Yayına hazırlayan: Gamze Elvan

Merhaba, iyi günler. İstanbul Şehir Üniversitesi üzerinden Cumhurbaşkanı Erdoğan’la eski başbakan Ahmet Davutoğlu’nun arasında yaşanan gerginliğin üzerine pazar günü yaptığım yayının ardından, yayının başlığındakine benzer çok sayıda tepki geldi; bunu, “Yesinler birbirlerini” olarak özetleyebiliriz. Tabii AKP dışındaki çevrelerde çok ciddi bir şekilde hâkim olan bu; yani AKP’den iki yeni parti çıkacak, muhtemelen bu cuma, Ahmet Davutoğlu’nun partisi Ankara’da bir aksilik olmazsa kurulacak — belki pazartesine sarkabilir deniyor ama büyük bir ihtimalle bu cuma kurulacak. Ardından, Aralık ayı bitmeden Ali Babacan’ın genel başkanı olacağı diğer partinin kurulması bekleniyor; çünkü Babacan da 2019 bitmeden partiyi kuracaklarını söylemişti. Bu duruma dışarıdan bakanların, AKP’den hoşlanmayanların, Erdoğan ya da AKP muhaliflerinin hissiyatı genellikle “Yesinler birbirlerini” şeklinde özetlenebilir. 

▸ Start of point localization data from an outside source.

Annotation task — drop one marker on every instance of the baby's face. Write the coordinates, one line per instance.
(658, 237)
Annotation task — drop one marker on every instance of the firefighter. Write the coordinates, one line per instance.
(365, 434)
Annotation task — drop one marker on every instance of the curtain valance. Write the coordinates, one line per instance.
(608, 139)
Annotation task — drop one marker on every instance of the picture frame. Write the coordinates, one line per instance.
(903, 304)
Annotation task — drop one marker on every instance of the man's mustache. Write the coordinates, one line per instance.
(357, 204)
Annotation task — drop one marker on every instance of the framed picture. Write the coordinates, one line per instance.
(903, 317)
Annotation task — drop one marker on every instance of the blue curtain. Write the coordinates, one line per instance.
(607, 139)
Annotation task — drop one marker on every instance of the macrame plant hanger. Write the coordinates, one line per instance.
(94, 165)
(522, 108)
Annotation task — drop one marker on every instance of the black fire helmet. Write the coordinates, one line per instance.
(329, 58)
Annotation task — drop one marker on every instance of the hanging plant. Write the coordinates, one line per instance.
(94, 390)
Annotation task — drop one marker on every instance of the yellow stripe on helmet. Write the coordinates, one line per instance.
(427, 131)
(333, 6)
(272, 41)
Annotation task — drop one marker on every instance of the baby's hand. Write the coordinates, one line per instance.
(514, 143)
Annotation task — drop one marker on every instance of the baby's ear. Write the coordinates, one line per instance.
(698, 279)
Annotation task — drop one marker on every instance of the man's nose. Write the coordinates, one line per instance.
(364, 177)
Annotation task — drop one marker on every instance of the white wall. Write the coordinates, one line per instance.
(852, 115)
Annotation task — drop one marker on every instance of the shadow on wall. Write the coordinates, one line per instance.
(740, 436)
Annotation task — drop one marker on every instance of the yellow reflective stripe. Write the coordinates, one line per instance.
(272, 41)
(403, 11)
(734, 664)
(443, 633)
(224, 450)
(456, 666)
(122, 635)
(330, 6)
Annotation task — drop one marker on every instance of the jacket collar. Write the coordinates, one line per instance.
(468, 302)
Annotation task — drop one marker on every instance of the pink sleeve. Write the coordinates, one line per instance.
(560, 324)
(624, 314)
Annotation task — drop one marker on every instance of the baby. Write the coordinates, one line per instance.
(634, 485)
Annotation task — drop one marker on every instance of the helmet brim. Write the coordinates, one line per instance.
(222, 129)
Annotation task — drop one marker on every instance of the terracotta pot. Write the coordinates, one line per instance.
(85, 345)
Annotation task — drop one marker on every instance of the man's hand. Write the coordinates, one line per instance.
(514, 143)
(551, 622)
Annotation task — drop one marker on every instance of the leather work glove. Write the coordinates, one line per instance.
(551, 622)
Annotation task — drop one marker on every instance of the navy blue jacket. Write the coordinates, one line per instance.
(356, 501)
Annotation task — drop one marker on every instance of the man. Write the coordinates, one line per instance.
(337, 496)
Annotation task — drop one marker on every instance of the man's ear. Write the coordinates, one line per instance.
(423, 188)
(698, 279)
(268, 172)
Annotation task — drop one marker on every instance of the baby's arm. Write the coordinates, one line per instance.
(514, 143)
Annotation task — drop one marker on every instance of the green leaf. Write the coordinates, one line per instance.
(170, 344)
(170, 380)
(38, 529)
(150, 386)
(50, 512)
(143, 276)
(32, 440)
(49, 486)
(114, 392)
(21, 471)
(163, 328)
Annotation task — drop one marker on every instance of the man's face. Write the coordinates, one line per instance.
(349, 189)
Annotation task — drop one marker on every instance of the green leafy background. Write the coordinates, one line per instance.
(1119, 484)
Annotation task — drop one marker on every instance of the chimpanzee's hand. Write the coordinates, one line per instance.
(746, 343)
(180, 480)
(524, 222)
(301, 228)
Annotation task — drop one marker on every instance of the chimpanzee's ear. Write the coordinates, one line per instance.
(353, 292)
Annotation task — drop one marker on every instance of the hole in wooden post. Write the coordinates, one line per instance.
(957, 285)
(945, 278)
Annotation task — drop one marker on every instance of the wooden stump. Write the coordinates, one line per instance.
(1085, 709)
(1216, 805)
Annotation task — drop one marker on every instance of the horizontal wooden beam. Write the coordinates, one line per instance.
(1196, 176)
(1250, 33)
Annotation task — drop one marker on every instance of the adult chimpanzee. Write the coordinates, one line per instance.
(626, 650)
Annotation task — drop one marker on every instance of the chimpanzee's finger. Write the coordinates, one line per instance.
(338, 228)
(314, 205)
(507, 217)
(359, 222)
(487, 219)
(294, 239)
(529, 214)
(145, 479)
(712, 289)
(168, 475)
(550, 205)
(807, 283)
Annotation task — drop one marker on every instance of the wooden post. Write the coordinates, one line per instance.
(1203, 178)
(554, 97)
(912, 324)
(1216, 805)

Bu tepki ilk bakışta anlaşılabilir gibi geliyor, ama bence eksik ve yanlış bir tepki bu. Yanlış derken, sonuç olarak AKP’nin bölünüyor olmasından, bundan yeni partiler çıkıyor olmasından birileri pekâlâ memnun olabilirler, bunu dile getirme ihtiyacı hissedebilirler ve bu anlamda “Yesinler birbirlerini” gibi cümleler kurabilirler. Ancak burada atlanan çok önemli bir husus var: Bu sadece AKP’nin içerisinden yeni partilerin çıkması değil; bu olay Türkiye’nin yepyeni bir mecraya girdiğinin işareti — daha doğrusu bunun sonucunda ortaya çıkmış bir olay. Bu partiler sadece parti içi birtakım kızgınlıklar ve iktidar savaşlarından dolayı ortaya çıkan partiler değil; Türkiye’de Erdoğan’ın tesis ettiği otoriter tek adam yönetiminin artık daha fazla sürdürülemeyeceğinin kendi yakın çevresindeki bazı kişiler tarafından da görülmesi ve idrakı sonucunda oluşmuş girişimler. Dolayısıyla bu sadece AKP’yi ilgilendiren bir husus değil; bu tüm Türkiye’yi ilgilendiren bir husus. AKP’nin bölünecek olması, buradan şu aşamada iki partinin çıkacak olması tabii ki öncelikle AKP’yi ve Erdoğan iktidarını ilgilendiriyor; ama onun ötesinde, tüm Türkiye’nin artık yepyeni bir güzergâha girdiğini göreceğiz ve bir anlamda, nasıl 31 Mart ve 23 Haziran bu yepyeni Türkiye’nin bir tür başlangıcı gibiydi –aslında daha geriye alırsak 7 Haziran 2015 seçimleriydi aslında ama Erdoğan, orada son güçlerini kullanarak bunu ertelemişti–; şimdi, bunun önemli bir safhasına geliyoruz; o da AKP’den çıkacak olan partiler. Yani olay sadece AKP’nin bölünmesi olayı değil; olay aslında Türkiye’nin yeni bir geleceğe ve tahminimce daha iyi bir geleceğe doğru gidiyor olması olayı. Dolayısıyla üçüncü şahısların burada “Yesinler birbirlerini” tepkisinin dışında daha somut bir şeyler söyleyebilmesi lâzım. Bu olay sadece –tekrar tekrar söylüyorum– AKP içi bir mesele değil; bu aslında Türkiye içi mesele. Dolayısıyla bence bu kopuşun anlamlandırılması, kopanların motivasyonlarının irdelenmesi, Davutoğlu’yla beraber hareket edenler ve Babacan’la beraber hareket edecek olanların arasındaki farklarının ayırt edilmesi gerekiyor. Bunun AKP tabanına ve onun dışında da AKP dışı çevrelere, tabanlara, muhalefetin tabanına nasıl etki edeceğinin üzerinde de düşünmek gerekiyor.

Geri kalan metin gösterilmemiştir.